Tom Conti. The Duke of Edinburgh and Blackadder talked about painting,

his and hers. March saw the unveiling of a portrait of Sir David Smith,

outgoing Principal of Edinburgh University (''Lady Smith thought I'd

made him a bit solemn''). And in April, Blackadder added to existing

honours (OBE, the first woman academician of both English and Scottish

Academies, and other accolades too numerous to mention) an honorary

Fellowship bestowed by the Royal Society of Edinburgh.

With a book of her flower paintings due out in October, it's

surprising she found time to focus on the event which most delights her

admirers this year -- her first exhibition in the Scottish capital for a

decade.

But why such a gap? ''I've been showing in London's Mercury Gallery

every two years and I find that, even within that interval, the pressure

can be too great. I did show at the Glasgow Print Studio last May.''

The invitation to exhibit during the 1994 festival came from the

Scottish Gallery. ''Elizabeth is one of Britain's best-known

contemporary artists -- we're thrilled she agreed,'' says Scottish

Gallery manager Robin McLure. ''She's a painter's painter but with wide

popular appeal.''

Ninety per cent of the 70 paintings are new and include oils on a

larger scale than usual plus some landscapes, but there is no radical

change of direction. ''I'm not the kind of painter who goes in for

deliberate changes of approach. I just hope my work is developing

naturally, letting things happen. There's always some difference.''

Anyone coming for the first time to Blackadder's work could be

forgiven for thinking that her pictures represent two sides of her

nature.

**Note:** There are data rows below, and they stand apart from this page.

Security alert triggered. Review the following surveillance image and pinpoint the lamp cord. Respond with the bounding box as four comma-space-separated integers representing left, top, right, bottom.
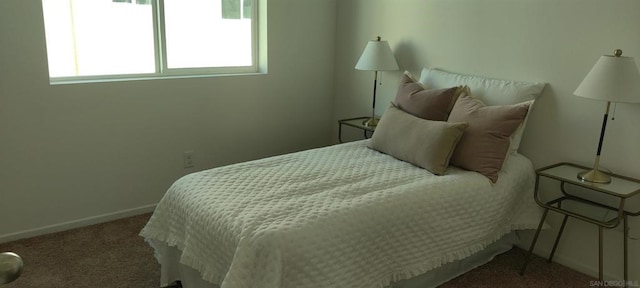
611, 102, 618, 121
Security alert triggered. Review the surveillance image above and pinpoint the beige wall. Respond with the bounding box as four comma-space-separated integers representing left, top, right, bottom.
0, 0, 336, 242
334, 0, 640, 286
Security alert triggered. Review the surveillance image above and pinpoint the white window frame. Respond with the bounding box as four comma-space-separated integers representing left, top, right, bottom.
43, 0, 267, 84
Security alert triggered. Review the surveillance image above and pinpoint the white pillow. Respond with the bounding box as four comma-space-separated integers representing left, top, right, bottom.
419, 68, 545, 154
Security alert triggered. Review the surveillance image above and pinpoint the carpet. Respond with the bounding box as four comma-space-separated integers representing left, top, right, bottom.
0, 214, 596, 288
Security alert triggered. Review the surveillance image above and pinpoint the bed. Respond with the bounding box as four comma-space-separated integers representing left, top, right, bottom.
140, 69, 544, 288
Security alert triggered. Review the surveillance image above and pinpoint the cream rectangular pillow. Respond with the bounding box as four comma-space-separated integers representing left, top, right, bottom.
419, 68, 545, 154
368, 104, 467, 175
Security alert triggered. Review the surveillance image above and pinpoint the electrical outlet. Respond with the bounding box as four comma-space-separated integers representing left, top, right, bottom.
182, 150, 195, 168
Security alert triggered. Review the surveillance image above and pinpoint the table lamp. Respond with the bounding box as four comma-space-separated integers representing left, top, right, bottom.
355, 36, 398, 127
573, 49, 640, 183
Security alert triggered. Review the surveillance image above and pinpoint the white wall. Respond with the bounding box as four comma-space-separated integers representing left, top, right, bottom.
0, 0, 336, 242
334, 0, 640, 286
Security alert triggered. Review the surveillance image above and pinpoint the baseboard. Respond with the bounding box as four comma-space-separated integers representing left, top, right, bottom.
0, 204, 156, 243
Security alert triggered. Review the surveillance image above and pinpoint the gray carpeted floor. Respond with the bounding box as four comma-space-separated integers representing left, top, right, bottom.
0, 214, 595, 288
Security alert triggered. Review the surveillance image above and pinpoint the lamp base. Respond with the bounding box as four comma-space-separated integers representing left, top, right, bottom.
578, 169, 611, 184
362, 118, 380, 127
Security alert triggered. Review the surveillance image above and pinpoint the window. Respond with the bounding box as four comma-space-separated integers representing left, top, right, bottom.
42, 0, 258, 82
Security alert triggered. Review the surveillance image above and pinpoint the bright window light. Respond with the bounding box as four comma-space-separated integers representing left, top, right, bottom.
42, 0, 258, 82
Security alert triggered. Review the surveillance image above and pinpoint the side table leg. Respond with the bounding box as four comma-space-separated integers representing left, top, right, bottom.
520, 208, 549, 276
598, 225, 603, 281
547, 215, 569, 263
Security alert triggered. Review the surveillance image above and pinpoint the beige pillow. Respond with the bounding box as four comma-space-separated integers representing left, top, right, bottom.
447, 93, 531, 183
394, 71, 462, 121
368, 105, 467, 175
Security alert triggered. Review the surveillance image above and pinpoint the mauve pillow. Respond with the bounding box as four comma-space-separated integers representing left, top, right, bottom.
447, 93, 531, 183
368, 104, 467, 175
394, 71, 461, 121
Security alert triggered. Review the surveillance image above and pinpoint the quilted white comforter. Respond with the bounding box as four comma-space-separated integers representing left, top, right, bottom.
140, 140, 539, 288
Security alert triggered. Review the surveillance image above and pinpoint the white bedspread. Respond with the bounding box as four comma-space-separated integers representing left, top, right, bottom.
140, 140, 539, 288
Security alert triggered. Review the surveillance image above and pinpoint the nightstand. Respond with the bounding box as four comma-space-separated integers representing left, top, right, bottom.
520, 163, 640, 287
338, 117, 376, 143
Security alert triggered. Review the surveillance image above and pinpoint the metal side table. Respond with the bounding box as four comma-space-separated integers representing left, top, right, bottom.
520, 163, 640, 287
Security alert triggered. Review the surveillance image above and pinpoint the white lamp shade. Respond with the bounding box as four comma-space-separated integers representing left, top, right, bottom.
573, 55, 640, 103
356, 40, 398, 71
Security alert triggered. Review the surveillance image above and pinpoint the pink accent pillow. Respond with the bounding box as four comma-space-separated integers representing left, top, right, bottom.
447, 93, 531, 183
394, 72, 461, 121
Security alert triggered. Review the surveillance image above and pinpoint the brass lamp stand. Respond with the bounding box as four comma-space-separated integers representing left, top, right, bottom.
355, 36, 398, 127
573, 49, 640, 183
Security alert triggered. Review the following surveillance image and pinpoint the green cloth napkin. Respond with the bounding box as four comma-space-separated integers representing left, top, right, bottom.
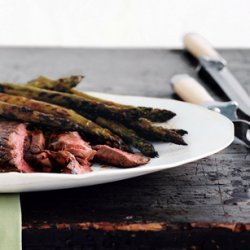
0, 194, 22, 250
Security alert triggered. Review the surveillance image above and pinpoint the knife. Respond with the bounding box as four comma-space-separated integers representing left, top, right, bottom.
170, 75, 250, 147
183, 33, 250, 117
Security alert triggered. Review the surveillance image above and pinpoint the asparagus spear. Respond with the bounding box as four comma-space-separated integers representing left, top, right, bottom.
27, 76, 175, 122
0, 83, 175, 121
0, 93, 129, 151
27, 75, 84, 92
129, 118, 187, 145
96, 116, 158, 157
0, 101, 80, 131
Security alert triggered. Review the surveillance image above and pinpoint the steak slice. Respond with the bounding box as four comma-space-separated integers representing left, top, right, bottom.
49, 151, 92, 174
94, 145, 150, 168
49, 132, 96, 160
0, 120, 34, 173
29, 129, 45, 154
24, 128, 54, 173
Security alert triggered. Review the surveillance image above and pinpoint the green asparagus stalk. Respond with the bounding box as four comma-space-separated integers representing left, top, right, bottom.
96, 116, 158, 157
27, 75, 84, 92
0, 83, 175, 121
0, 93, 128, 151
128, 118, 187, 145
0, 102, 80, 131
27, 76, 175, 122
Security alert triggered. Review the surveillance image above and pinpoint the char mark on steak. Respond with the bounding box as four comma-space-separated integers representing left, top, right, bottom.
94, 145, 150, 168
49, 151, 92, 174
0, 120, 34, 173
49, 132, 96, 161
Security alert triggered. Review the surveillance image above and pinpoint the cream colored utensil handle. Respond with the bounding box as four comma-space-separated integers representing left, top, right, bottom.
183, 33, 221, 59
170, 75, 214, 104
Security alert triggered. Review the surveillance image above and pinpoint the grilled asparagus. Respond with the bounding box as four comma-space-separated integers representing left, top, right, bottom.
27, 75, 84, 92
128, 118, 187, 145
0, 83, 175, 121
0, 93, 128, 151
27, 76, 175, 122
0, 101, 81, 131
96, 117, 158, 157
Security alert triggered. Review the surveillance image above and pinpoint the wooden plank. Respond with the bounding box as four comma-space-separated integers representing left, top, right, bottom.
0, 48, 250, 249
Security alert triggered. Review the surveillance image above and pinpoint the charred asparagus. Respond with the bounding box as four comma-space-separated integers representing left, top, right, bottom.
27, 76, 175, 122
128, 118, 187, 145
0, 93, 127, 150
0, 102, 80, 131
0, 83, 175, 121
96, 117, 158, 157
27, 75, 84, 92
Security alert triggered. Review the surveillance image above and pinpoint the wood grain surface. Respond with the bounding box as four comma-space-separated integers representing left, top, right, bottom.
0, 48, 250, 250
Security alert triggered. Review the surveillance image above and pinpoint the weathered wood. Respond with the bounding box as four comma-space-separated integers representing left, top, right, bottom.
0, 48, 250, 249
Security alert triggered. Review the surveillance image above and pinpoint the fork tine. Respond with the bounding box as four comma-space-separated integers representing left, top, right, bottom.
233, 120, 250, 147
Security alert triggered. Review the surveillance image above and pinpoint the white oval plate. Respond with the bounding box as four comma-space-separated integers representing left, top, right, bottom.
0, 93, 234, 193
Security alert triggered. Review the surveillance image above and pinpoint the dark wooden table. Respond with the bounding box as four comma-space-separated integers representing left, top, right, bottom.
0, 48, 250, 250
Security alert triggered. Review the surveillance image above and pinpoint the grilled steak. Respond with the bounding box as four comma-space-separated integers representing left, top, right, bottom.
49, 151, 92, 174
24, 129, 54, 173
49, 132, 96, 160
29, 129, 45, 154
94, 145, 150, 168
0, 120, 33, 172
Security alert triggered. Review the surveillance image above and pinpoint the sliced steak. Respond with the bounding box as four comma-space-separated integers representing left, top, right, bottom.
49, 151, 92, 174
0, 120, 33, 173
29, 129, 45, 154
24, 129, 54, 173
49, 132, 96, 160
94, 145, 150, 168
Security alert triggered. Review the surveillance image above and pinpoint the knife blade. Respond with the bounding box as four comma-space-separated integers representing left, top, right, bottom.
183, 33, 250, 117
170, 74, 250, 147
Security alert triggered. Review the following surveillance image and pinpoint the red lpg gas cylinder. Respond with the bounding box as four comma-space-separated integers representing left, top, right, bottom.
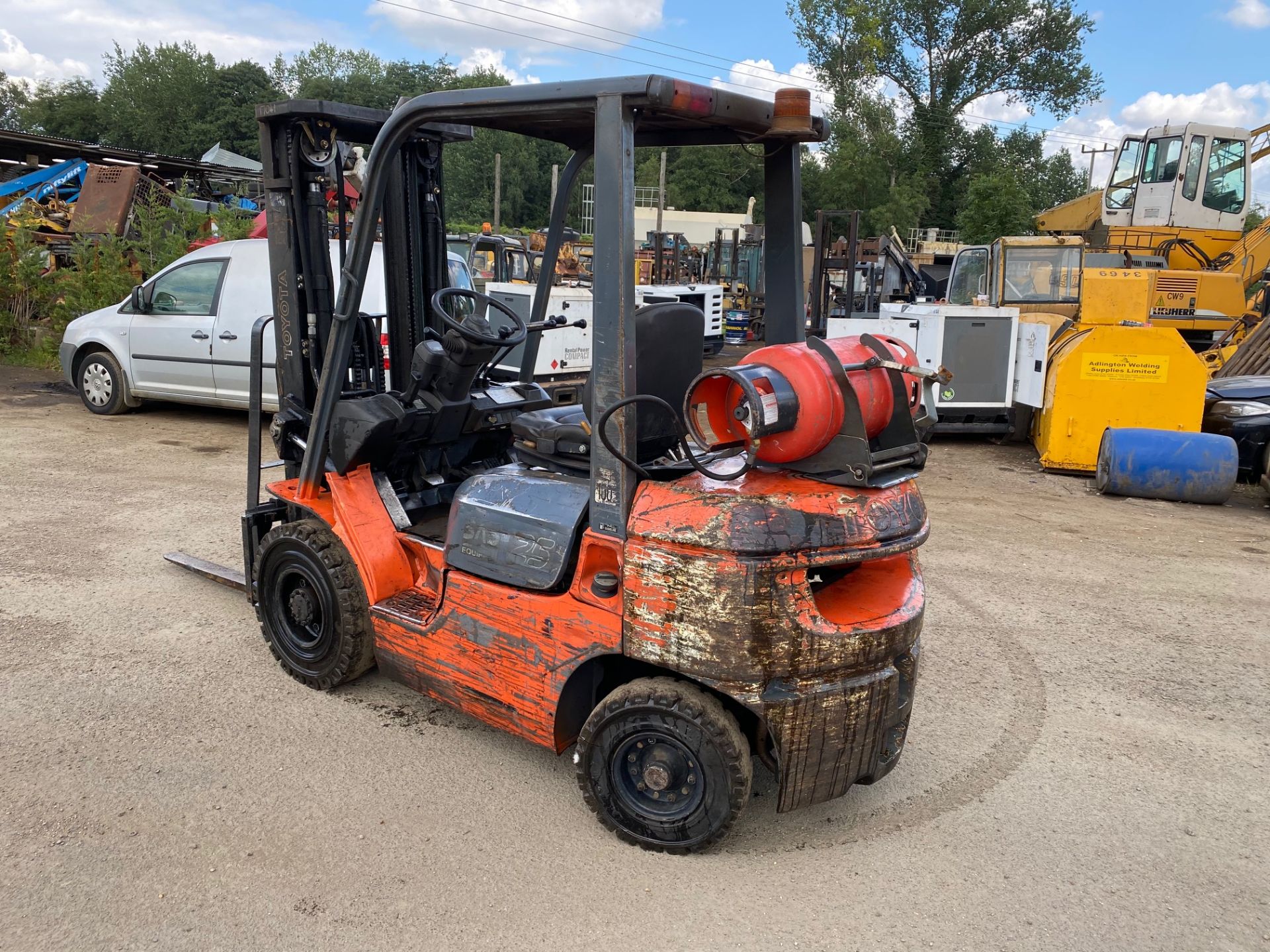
687, 337, 919, 463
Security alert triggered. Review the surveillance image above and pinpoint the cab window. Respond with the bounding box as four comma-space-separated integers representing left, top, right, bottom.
1183, 136, 1208, 202
507, 251, 530, 280
1106, 138, 1142, 208
1142, 136, 1183, 185
126, 259, 226, 316
1001, 246, 1081, 305
1204, 138, 1247, 214
949, 247, 988, 305
471, 247, 494, 278
447, 258, 472, 291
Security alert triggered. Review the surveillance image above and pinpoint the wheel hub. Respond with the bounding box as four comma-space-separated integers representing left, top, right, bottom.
644, 764, 671, 789
612, 731, 704, 820
287, 588, 315, 625
84, 363, 113, 406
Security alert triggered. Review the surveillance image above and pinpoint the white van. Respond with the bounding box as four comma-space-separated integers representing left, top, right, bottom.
58, 239, 471, 414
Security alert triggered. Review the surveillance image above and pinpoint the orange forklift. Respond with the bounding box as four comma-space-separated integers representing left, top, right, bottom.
177, 76, 933, 853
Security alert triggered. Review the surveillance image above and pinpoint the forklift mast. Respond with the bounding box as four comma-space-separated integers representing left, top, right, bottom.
249, 99, 471, 475
268, 76, 824, 539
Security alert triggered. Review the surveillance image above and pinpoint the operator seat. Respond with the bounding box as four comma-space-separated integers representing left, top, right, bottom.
512, 301, 706, 473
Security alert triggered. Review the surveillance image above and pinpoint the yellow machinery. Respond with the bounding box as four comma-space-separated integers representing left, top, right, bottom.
949, 236, 1208, 472
1037, 122, 1270, 342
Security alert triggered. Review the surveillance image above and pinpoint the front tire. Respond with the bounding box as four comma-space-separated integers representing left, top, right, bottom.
253, 519, 374, 690
75, 350, 128, 416
574, 678, 754, 853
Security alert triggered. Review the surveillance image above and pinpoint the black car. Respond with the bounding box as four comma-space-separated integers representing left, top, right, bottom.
1203, 376, 1270, 491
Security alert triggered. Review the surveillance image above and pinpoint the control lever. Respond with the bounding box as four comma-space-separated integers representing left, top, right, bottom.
527, 313, 587, 331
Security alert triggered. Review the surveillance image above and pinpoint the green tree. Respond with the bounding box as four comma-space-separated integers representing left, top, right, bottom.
101, 42, 218, 156
272, 40, 467, 109
802, 97, 929, 235
0, 70, 28, 130
1244, 202, 1266, 235
956, 170, 1033, 245
18, 76, 102, 142
787, 0, 1103, 226
199, 60, 282, 159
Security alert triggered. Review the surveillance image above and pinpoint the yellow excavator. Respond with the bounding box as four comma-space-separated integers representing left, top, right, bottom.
947, 235, 1208, 472
1037, 122, 1270, 355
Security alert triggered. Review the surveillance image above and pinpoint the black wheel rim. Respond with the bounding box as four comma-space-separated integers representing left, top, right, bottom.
259, 545, 339, 675
609, 730, 706, 822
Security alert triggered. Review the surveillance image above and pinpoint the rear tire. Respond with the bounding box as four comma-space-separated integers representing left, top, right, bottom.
75, 350, 128, 416
574, 678, 754, 853
253, 519, 374, 690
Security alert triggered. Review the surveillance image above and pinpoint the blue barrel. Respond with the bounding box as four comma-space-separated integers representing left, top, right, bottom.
1095, 428, 1240, 505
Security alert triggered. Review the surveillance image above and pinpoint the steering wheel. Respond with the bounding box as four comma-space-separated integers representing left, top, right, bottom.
432, 288, 530, 346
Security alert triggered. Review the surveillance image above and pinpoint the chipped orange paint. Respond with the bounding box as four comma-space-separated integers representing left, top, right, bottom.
622, 473, 929, 813
269, 467, 929, 811
371, 569, 622, 753
268, 466, 414, 604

On one hand, there are the floral watercolours: the artist's

trade mark, chiffon-layered irises, her spiky Strelitzia and translucent

lilies; the voluptuous parrot tulips and fleshy orchids. Kikko (Japanese

for tortoise shell) and Co often end up in the frame. The impression is

one of a woman responding exuberantly and personally to inspirational

subjects.

The still-lines on hand-made Japanese paper, on the other hand --

those familiar, abstract ''tabletop'' arrangements of (increasingly

Japanese) objects drawn from memory rather than direct observation --

seem restrained, ordered, and almost clinical in comparion. But their

creator insists there is no distinction.

''I'm trying to do the same thing. I'm looking at the flowers very

closely, using the same kind of constrictions in all the paintings: one

object's relationship with another and to the paper's surface and edges.

If anything, I let myself go more in the clinical pictures because

they're more abstract.'' It's essential in the flower studies, she says,

to prevent subjectivity taking over.

So the first impression may be one of intimate domesticity --

ornaments, rugs, flowers, cats -- but the home setting is never

completely ''comfortable''. Blackadder is fascinated by the structure

and architecture of things. Similarly, in the decor of her spacious

Victorian home conservative tones are juxtaposed against riotous

bric-a-brac collected on her travels. In life, as in art, she enjoys

visual surprises.

From a personal point of view Blackadder prefers to give little of

herself away. There is no arty posturing; everyone notes her

down-to-earth quality, her reserve. Yet there is more than a twinkle in

the eye. ''Going to art college was slightly disappointing because the

lecturers didn't look like artists. The majority of us don't. Maybe in

London, people advertise themselves more.''

Her reputation adds, she acknowledges, to the build-up of pressure

before an exhibition. ''It doesn't get easier -- you become more

demanding, more critical. But any creative person enjoys a chance to

show what they've been doing.''

Upstairs in her studios (one for oils, one for watercolour) and

surrounded by cherished collections of Japanese fans, toys, and masks,

the artist produced her latest collection in a charactertistically

organic way. A keen reader, she reckons Saul Bellow strikes a chord: he

likens writing to holding a bucket under a tap -- it just comes. And for

Blackadder, painting begins as a vague notion, maybe not even in purely

visual terms. ''Then I begin to conceive it visually and see something

better coming out of it. You can only judge by the finished result what

the inspiration was.''

* Elizabeth Blackadder -- New Paintings is at the Scottish Gallery.